Cluster-as-a-Service - Pangeo

This article describes how to deploy and use a Pangeo cluster using JASMIN Cluster-as-a-Service (CaaS).


Pangeo is a community that promotes a philosophy of open, scalable and reproducible science, focusing primarily on the geosciences. As part of that effort, the Pangeo community provides a curated Python ecosystem based on popular open-source packages like xarray, Iris, Dask and Jupyter notebooks, along with documentation and recipes for deployment on various infrastructures. 

The Pangeo cluster type in CaaS is a multi-user implementation of the Pangeo ecosystem using JupyterHub deployed on Kubernetes, giving users a scalable and fault-tolerant infrastructure to use for doing science, all through a web-browser interface. Authentication is handled by the Identity Manager for the tenancy via JupyterHub's LDAP integration. Each authenticated user gets their own Jupyter notebook environment running in its own container, isolated from other users. The automatic spawning of containers for authenticated users is handled by JupyterHub, which also provides an interface for admins to manage the running containers.
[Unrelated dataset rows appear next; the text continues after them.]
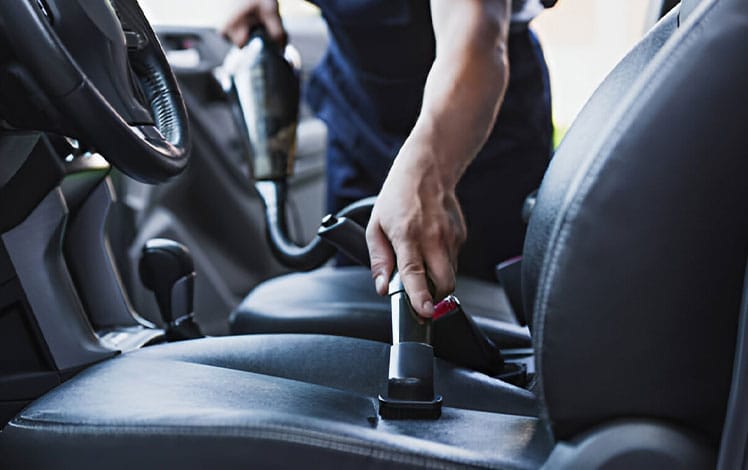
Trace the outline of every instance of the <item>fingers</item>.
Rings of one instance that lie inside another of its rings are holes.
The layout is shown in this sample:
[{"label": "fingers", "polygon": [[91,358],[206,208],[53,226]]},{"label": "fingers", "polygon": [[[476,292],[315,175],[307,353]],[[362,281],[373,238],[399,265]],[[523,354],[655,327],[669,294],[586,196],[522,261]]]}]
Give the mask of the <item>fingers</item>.
[{"label": "fingers", "polygon": [[371,217],[366,227],[366,244],[369,248],[371,275],[374,278],[377,294],[387,295],[390,277],[395,267],[395,255],[376,216]]},{"label": "fingers", "polygon": [[249,41],[249,33],[257,25],[263,25],[270,38],[281,47],[286,45],[288,35],[283,28],[278,2],[275,0],[250,0],[223,28],[222,34],[237,47]]},{"label": "fingers", "polygon": [[413,310],[422,317],[430,318],[434,315],[434,299],[429,291],[426,278],[426,266],[420,250],[412,243],[395,244],[397,268],[405,292],[408,293]]},{"label": "fingers", "polygon": [[433,283],[434,299],[440,300],[455,289],[455,264],[446,247],[436,247],[423,253],[428,279]]},{"label": "fingers", "polygon": [[265,3],[272,3],[273,5],[269,5],[264,9],[260,9],[260,18],[262,20],[262,24],[265,25],[265,29],[267,30],[270,38],[278,43],[281,47],[285,47],[286,43],[288,42],[288,35],[286,34],[286,30],[283,28],[283,22],[281,21],[280,14],[278,13],[278,4],[275,2]]}]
This is achieved by using the Pangeo Helm chart to deploy the Pangeo ecosystem on a CaaS Kubernetes cluster.

Cluster configuration

The Pangeo ecosystem is deployed on top of CaaS Kubernetes, so all the configuration variables for Kubernetes also apply to Pangeo clusters.
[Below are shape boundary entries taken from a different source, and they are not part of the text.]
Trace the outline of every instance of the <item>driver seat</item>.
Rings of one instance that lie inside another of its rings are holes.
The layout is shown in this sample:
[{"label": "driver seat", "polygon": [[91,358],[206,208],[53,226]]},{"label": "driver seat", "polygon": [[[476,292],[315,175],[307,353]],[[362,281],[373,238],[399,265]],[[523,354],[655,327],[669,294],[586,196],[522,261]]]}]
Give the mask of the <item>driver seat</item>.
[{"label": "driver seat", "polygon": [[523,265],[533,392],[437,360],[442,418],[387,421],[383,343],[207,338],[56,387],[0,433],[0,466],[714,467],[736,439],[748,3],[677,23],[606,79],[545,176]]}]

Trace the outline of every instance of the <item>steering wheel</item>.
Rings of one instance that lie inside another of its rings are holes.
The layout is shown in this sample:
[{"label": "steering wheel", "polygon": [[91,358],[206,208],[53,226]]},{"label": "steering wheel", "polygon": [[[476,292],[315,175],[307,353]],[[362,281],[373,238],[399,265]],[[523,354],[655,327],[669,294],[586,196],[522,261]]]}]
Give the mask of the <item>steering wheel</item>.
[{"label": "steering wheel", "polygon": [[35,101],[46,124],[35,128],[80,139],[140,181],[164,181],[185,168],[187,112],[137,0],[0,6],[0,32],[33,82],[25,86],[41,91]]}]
In addition, the following variables are available to configure the Pangeo installation:

Description Required? Can be updated?
Notebook CPUs The number of CPUs to allocate to each user notebook environment. Yes Yes
Notebook RAM The amount of RAM, in GB, to allocate to each user notebook environment. Yes Yes
Notebook storage The amount of persistent storage, in GB, to allocate to each user notebook environment.

This is where users will store their notebooks and any other files they import. The storage is persistent across notebook restarts - a user can shut down their notebook server and start a new server later without losing their data.

Backups are not provided - if required, they are the responsibility of the user or cluster admins.
Yes Yes
Pangeo domain The domain to use for the Pangeo notebook web interface.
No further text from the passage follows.